** IGNORE LINE **
** IGNORE LINE **
** IGNORE LINE **
Interestingly, a number of in vitro studies have suggested a relationship between MMR deficiency and platinum-drug resistance. Several resistant sublines of ovarian and melanoma cell lines generated by cisplatin selection, appeared to be MMR deficient [11-15]. In addition, a colon (HCT116) and an endometrioid cell line (HEC59), deficient for MLH1 and MSH2 respectively, were 2.1 and 1.8 fold resistant to cisplatin compared to cell lines complemented with chromosome 3, containing MLH1, or chromosome 2, containing MSH2 [15-17]. These in vitro studies suggest that inactivation of proteins involved in the initiation of MMR might cause cisplatin resistance. It is thought that the DNA damage caused by platin-drugs is recognized by MMR. The cell will then undergo several unsuccessful repair cycles, finally resulting in the induction of apoptosis. When MMR is inactive the DNA damage caused by platin-drugs will not be picked up and will therefore not result in apoptosis rendering the cells resistant to platin-drugs.
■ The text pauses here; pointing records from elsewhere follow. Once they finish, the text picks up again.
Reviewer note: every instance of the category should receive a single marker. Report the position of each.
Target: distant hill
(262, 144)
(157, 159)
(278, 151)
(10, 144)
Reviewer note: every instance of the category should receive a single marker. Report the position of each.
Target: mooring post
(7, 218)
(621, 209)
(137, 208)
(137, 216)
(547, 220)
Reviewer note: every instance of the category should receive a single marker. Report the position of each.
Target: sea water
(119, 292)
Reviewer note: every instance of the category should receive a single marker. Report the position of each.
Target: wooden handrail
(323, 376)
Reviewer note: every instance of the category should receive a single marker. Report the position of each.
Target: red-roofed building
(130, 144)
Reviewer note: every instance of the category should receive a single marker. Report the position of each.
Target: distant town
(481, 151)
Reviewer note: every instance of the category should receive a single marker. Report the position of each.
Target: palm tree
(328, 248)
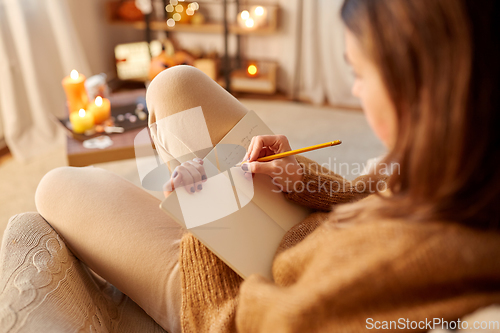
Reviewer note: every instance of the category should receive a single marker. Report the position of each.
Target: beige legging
(116, 228)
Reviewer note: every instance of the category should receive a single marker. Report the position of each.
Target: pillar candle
(81, 121)
(100, 109)
(74, 86)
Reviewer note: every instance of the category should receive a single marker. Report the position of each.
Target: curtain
(324, 74)
(38, 47)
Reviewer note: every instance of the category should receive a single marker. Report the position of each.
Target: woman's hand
(286, 172)
(189, 174)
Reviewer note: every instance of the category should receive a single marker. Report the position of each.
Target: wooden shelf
(209, 27)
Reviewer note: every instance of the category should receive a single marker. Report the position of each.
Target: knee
(176, 89)
(58, 188)
(181, 88)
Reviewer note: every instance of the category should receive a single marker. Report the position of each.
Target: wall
(99, 38)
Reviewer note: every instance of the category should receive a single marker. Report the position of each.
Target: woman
(428, 78)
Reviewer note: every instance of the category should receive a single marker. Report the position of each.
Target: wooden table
(123, 143)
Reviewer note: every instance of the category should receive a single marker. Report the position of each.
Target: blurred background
(74, 75)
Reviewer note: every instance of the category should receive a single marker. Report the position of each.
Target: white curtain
(324, 74)
(38, 47)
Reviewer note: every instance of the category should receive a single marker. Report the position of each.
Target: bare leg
(118, 229)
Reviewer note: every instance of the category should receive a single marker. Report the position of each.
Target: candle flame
(252, 69)
(74, 74)
(245, 15)
(249, 23)
(98, 101)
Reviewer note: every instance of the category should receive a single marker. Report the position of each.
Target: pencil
(295, 152)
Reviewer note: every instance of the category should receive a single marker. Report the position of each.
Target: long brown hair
(440, 62)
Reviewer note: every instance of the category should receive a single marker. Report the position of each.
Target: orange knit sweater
(332, 277)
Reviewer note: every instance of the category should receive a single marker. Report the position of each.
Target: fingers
(268, 168)
(189, 174)
(265, 145)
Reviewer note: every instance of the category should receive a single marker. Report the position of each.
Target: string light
(171, 22)
(259, 11)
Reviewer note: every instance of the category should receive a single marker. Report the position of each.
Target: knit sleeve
(321, 188)
(209, 289)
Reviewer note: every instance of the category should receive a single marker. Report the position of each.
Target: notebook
(241, 221)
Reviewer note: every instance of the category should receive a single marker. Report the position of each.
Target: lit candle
(252, 70)
(81, 121)
(74, 86)
(259, 15)
(100, 109)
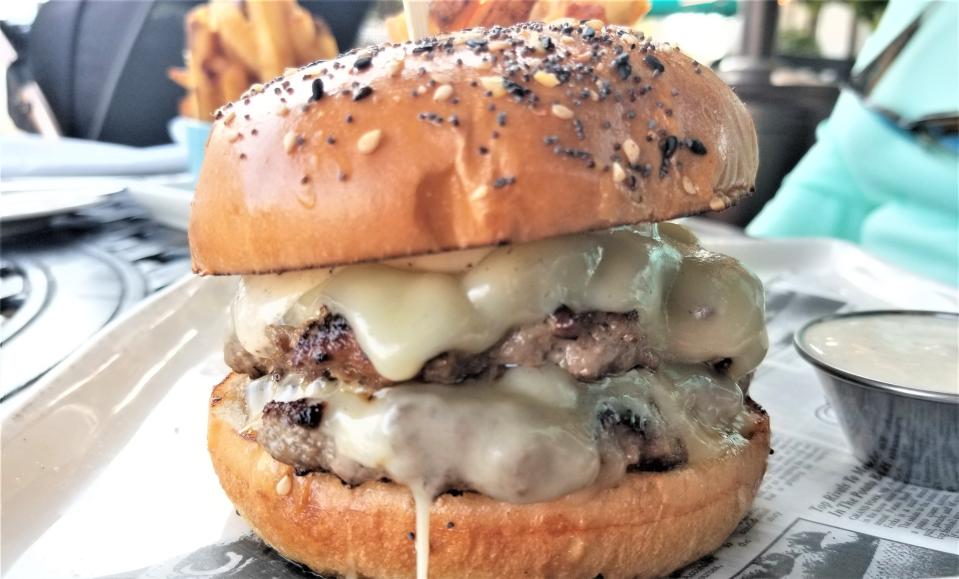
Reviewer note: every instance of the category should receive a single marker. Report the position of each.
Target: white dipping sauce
(916, 351)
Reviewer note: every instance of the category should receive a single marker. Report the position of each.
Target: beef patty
(587, 345)
(290, 432)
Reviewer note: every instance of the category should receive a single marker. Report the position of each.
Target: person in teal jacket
(876, 176)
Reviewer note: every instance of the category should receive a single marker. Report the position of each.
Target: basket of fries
(233, 45)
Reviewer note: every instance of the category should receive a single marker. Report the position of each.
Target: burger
(465, 340)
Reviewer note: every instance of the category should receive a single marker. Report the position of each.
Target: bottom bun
(646, 526)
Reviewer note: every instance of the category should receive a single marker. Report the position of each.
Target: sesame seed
(619, 175)
(369, 141)
(443, 92)
(631, 149)
(394, 67)
(363, 62)
(561, 112)
(546, 79)
(284, 486)
(289, 141)
(494, 84)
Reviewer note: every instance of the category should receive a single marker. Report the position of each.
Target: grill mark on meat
(589, 346)
(290, 432)
(297, 413)
(645, 442)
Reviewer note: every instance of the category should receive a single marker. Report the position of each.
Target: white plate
(166, 198)
(31, 198)
(104, 462)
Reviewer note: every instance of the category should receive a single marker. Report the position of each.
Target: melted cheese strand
(694, 306)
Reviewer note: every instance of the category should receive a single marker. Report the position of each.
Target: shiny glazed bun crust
(483, 137)
(646, 526)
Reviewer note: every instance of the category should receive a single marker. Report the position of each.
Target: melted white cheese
(694, 306)
(531, 436)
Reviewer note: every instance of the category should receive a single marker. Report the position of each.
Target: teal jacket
(866, 182)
Several studies have determined the frequency of MMR inactivation in ovarian cancer using MSI as a marker [18-37]. However, there was a wide range observed (0%–39%) and so far only a few studies have linked MMR inactivation to platinum-based chemotherapy resistance. Thus, there is still no general agreement about the frequency of MMR inactivation and its possible involvement in the platinum-based chemotherapy resistance seen in ovarian cancer patients.

The aim of this study is to determine the frequency of mismatch repair (MMR) inactivation in ovarian cancer and whether it is associated with platinum-based chemotherapy resistance. To this purpose we analyzed seventy-five ovarian carcinomas and eight ovarian cancer cell lines. In the discussion, the results were compared to that of twenty similar studies in the literature including in total 1315 ovarian cancer patients.